Quando le praterie di fanerogame nascondono i lavori migliori
Prendiamo l'esempio dell'arcipelago di Glénan per illustrare questo punto, anche se è valido per una serie di ragioni anche in altre zone. Lì, le lunghe alghe brune note come thongsweed formano vasti campi tra i quali si trovano chiazze di sabbia.

Mimetizzate nell'erba marina, le spigole attendono la minima preda che passa nella zona chiara. Questo contrasto rende più facile per i predatori individuarli visivamente. Le zone sabbiose diventano quindi le aree da colpire.
Individuare i punti di sabbia giusti
Non tutte le aree sabbiose sono uguali. Le piccole chiazze isolate sono le più interessanti. Su queste piccole superfici, il predatore rimane vicino alla zona di attacco pur essendo perfettamente nascosto.
Esistono diversi modi per identificare queste aree:
- Vedute satellitari: disponibili online, danno un'idea della configurazione del fondale marino. Attenzione, però, perché le tempeste modificano regolarmente queste aree sabbiose.

Utilizzate le immagini satellitari per individuare le aree migliori. - Osservazione durante la navigazione: stando in piedi sul bolster e avanzando lentamente, con gli occhiali polarizzati sul naso, è possibile vedere facilmente i contrasti tra sabbia e alghe.

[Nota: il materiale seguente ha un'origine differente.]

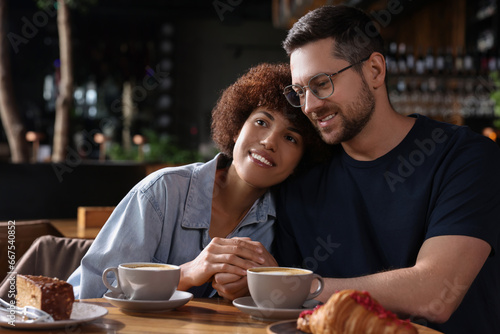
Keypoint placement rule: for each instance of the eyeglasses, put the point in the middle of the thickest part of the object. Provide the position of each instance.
(321, 85)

Ogni punto individuato può essere registrato sul GPS per un utilizzo futuro.
Avvicinarsi con finezza e silenzio
In queste aree, la profondità è relativamente bassa e generalmente non supera i 7 metri. La chiave del successo sta in un approccio discreto. Non passare mai direttamente sopra l'attività. Posizionarsi a monte, in base al vento e alla corrente, quindi lasciarsi andare lentamente alla deriva verso l'area di destinazione.

Scegliere la tecnica e l'attrezzatura giusta
Questa tecnica richiede una certa mobilità, poiché bisogna passare da un compito all'altro. Come regola generale, non faccio più di 5 lanci nello stesso punto prima di cambiare posizione. Se i pesci sono lì, le abboccate arriveranno rapidamente.
A tal fine, utilizzo esche volutamente più pesanti del solito, a seconda delle condizioni di pesca. Ad esempio, in acque profonde 5 metri, preferisco set di esche/teste di peso inferiore a 10 g. In queste zone specifiche, invece, scelgo set da 20-30 g, a seconda della forza del vento. L'obiettivo è quello di effettuare lanci precisi, assicurandosi che l'esca scenda rapidamente senza lasciare strisce.

Il Crazy Sand Eel di Fiiish è una scelta eccellente per questo tipo di pesca, in quanto imita il cicerello che si trova spesso in questi biotopi.
Non appena l'esca tocca il fondo, eseguo un recupero rapido. Il sovraccarico di un'esca genera anche una nuvola di sabbia al momento dell'impatto con il fondo, che attira più predatori nelle vicinanze. Ho notato che il peso dell'affondatore ha una chiara influenza sui risultati.
A seconda della stagione, vario la mia selezione di esche, che in genere è composta da tre modelli:
- crazy Paddle Tail 120/150.
- anguilla di sabbia pazza120/150.
- black Minnow 120.
Inoltre, per una maggiore discrezione, utilizzo un lungo leader, di circa 3 metri, scegliendo un fluorocarbon 27/100 per un'ottima furtività.
Attrezzatura consigliata
Per la canna, un modello di 2,20 m e una potenza di 10/30 g, associato a un mulinello di taglia 3000, è perfetto. È importante prestare attenzione alla risonanza della canna per sapere esattamente quando l'esca tocca il fondo. La canna deve anche avere una potenza sufficiente per controllare un pesce una volta agganciato. L'area è congestionata, quindi se una spigola riesce a impigliarsi nelle alghe, il rischio di rottura è elevato.